Abstract—Thalassemia is a hereditary condition where the body is unable to manufacture enough hemoglobin. Made up of alpha and beta globin proteins, hemoglobin is the most important component of red blood cells (RCB) that delivers oxygen throughout the body. Alpha and beta-globin genes are either rare or nonexistent, which results in alpha and beta- thalassemia. Beta thalassemia is more dangerous because of the increase in the probability of conceiving a kid with thalassemia than the alpha one. Most forms of thalassemia cause chronic and lifelong anemia that exists in early childhood and requires a blood transfusion due to deformity of blood cells frequently throughout the patient’s life. The body makes glucose as a result of the oxygen carried by red blood cells, which enables normal body function. Thus, thalassemia impacts the body’s ability to distribute oxygen to all of its cells, which can have an impact on organs with severity and even cause death. According to the research anemia caused affects 42% of women worldwide, including 52% of pregnant women in developing nations, compared to 23% in developed economies. In this study, machine learning and statistical analysis are used to forecast and assess the behavior of thalassemia.
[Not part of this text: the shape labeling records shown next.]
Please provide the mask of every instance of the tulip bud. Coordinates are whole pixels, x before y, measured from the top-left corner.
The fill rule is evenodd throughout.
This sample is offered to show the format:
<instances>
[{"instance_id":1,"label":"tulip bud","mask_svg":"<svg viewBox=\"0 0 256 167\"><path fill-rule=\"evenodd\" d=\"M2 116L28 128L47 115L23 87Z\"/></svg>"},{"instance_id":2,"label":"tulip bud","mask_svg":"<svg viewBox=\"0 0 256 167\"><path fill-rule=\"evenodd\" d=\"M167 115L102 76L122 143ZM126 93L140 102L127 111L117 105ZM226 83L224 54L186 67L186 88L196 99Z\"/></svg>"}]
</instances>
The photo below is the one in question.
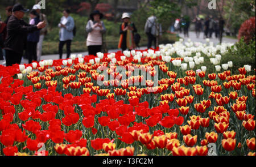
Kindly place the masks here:
<instances>
[{"instance_id":1,"label":"tulip bud","mask_svg":"<svg viewBox=\"0 0 256 167\"><path fill-rule=\"evenodd\" d=\"M79 62L80 63L81 63L81 64L83 63L84 62L84 58L79 58Z\"/></svg>"},{"instance_id":2,"label":"tulip bud","mask_svg":"<svg viewBox=\"0 0 256 167\"><path fill-rule=\"evenodd\" d=\"M216 70L216 71L218 72L220 71L220 70L221 68L221 67L220 66L215 66L215 69Z\"/></svg>"},{"instance_id":3,"label":"tulip bud","mask_svg":"<svg viewBox=\"0 0 256 167\"><path fill-rule=\"evenodd\" d=\"M230 68L233 67L233 62L232 61L229 61L228 62L228 65L229 65L229 67Z\"/></svg>"},{"instance_id":4,"label":"tulip bud","mask_svg":"<svg viewBox=\"0 0 256 167\"><path fill-rule=\"evenodd\" d=\"M69 64L69 65L72 65L72 63L73 63L73 61L72 61L72 59L68 59L68 63Z\"/></svg>"},{"instance_id":5,"label":"tulip bud","mask_svg":"<svg viewBox=\"0 0 256 167\"><path fill-rule=\"evenodd\" d=\"M195 62L189 62L189 68L193 69L195 67Z\"/></svg>"},{"instance_id":6,"label":"tulip bud","mask_svg":"<svg viewBox=\"0 0 256 167\"><path fill-rule=\"evenodd\" d=\"M125 58L126 58L125 56L124 56L124 55L122 55L122 56L121 56L121 57L120 57L120 58L121 58L121 59L122 61L124 61L125 60Z\"/></svg>"},{"instance_id":7,"label":"tulip bud","mask_svg":"<svg viewBox=\"0 0 256 167\"><path fill-rule=\"evenodd\" d=\"M67 60L63 60L62 61L62 63L64 66L67 66L67 65L68 65L68 61ZM41 66L41 65L40 65Z\"/></svg>"},{"instance_id":8,"label":"tulip bud","mask_svg":"<svg viewBox=\"0 0 256 167\"><path fill-rule=\"evenodd\" d=\"M245 67L245 70L246 70L247 72L251 71L251 66L250 66L250 65L245 65L243 67Z\"/></svg>"},{"instance_id":9,"label":"tulip bud","mask_svg":"<svg viewBox=\"0 0 256 167\"><path fill-rule=\"evenodd\" d=\"M206 70L207 69L207 66L201 66L201 69L203 71L205 72Z\"/></svg>"},{"instance_id":10,"label":"tulip bud","mask_svg":"<svg viewBox=\"0 0 256 167\"><path fill-rule=\"evenodd\" d=\"M95 59L95 63L98 63L101 61L101 59L98 57L95 58L94 59Z\"/></svg>"},{"instance_id":11,"label":"tulip bud","mask_svg":"<svg viewBox=\"0 0 256 167\"><path fill-rule=\"evenodd\" d=\"M94 64L94 60L93 59L90 59L90 60L89 61L89 62L90 64L93 65L93 64Z\"/></svg>"},{"instance_id":12,"label":"tulip bud","mask_svg":"<svg viewBox=\"0 0 256 167\"><path fill-rule=\"evenodd\" d=\"M223 70L226 70L229 68L229 65L228 64L222 64L222 65L221 65L221 67L222 67Z\"/></svg>"},{"instance_id":13,"label":"tulip bud","mask_svg":"<svg viewBox=\"0 0 256 167\"><path fill-rule=\"evenodd\" d=\"M23 71L24 69L25 69L25 66L24 66L23 65L19 65L19 70L20 71Z\"/></svg>"},{"instance_id":14,"label":"tulip bud","mask_svg":"<svg viewBox=\"0 0 256 167\"><path fill-rule=\"evenodd\" d=\"M26 71L27 73L30 73L32 71L32 67L30 66L28 66L26 68Z\"/></svg>"},{"instance_id":15,"label":"tulip bud","mask_svg":"<svg viewBox=\"0 0 256 167\"><path fill-rule=\"evenodd\" d=\"M35 62L32 63L32 66L33 67L33 68L36 68L38 66L38 63Z\"/></svg>"},{"instance_id":16,"label":"tulip bud","mask_svg":"<svg viewBox=\"0 0 256 167\"><path fill-rule=\"evenodd\" d=\"M71 57L71 59L72 59L72 60L73 60L73 61L75 61L75 59L76 59L76 54L71 54L71 55L70 55L70 57Z\"/></svg>"},{"instance_id":17,"label":"tulip bud","mask_svg":"<svg viewBox=\"0 0 256 167\"><path fill-rule=\"evenodd\" d=\"M188 67L187 63L182 63L181 66L182 70L187 70L187 68Z\"/></svg>"},{"instance_id":18,"label":"tulip bud","mask_svg":"<svg viewBox=\"0 0 256 167\"><path fill-rule=\"evenodd\" d=\"M18 79L22 79L22 74L18 74Z\"/></svg>"},{"instance_id":19,"label":"tulip bud","mask_svg":"<svg viewBox=\"0 0 256 167\"><path fill-rule=\"evenodd\" d=\"M82 55L81 54L77 54L78 58L81 58L82 57Z\"/></svg>"}]
</instances>

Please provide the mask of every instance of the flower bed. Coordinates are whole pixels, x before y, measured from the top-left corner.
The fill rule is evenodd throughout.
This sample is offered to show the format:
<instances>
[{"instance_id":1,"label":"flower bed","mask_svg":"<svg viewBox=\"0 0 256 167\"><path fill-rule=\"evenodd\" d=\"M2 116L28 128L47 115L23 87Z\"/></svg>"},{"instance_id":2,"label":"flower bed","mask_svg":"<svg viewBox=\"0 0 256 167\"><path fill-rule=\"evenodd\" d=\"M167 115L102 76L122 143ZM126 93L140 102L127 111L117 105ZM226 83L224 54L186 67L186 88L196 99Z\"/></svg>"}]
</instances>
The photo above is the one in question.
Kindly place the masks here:
<instances>
[{"instance_id":1,"label":"flower bed","mask_svg":"<svg viewBox=\"0 0 256 167\"><path fill-rule=\"evenodd\" d=\"M194 44L1 66L0 155L255 156L255 71Z\"/></svg>"}]
</instances>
Moreover, the person with thalassemia should be referred to proper genetic counseling. The person with the alpha thalassemia trait has a normal life expectancy. People with beta-thalassemia often die by the age of 30. The statistical analysis applied in our research are the Independent Samples t-test for Age, the Paired Samples t-test for Hemoglobin (HGB) Levels, Analysis of Variance (ANOVA) for Mean Corpuscular Volume (MCV) Levels Across Age Groups, and the Comparison of Two Hypotheses with Different Means. Moreover, we also investigate the correlation between Red Blood Cells and Hemoglobin. As for the machine learning approaches, we applied supervised machine learning models, Random Forest, Support Vector Machine (SVM), and K-Nearest Neighbors (KNN).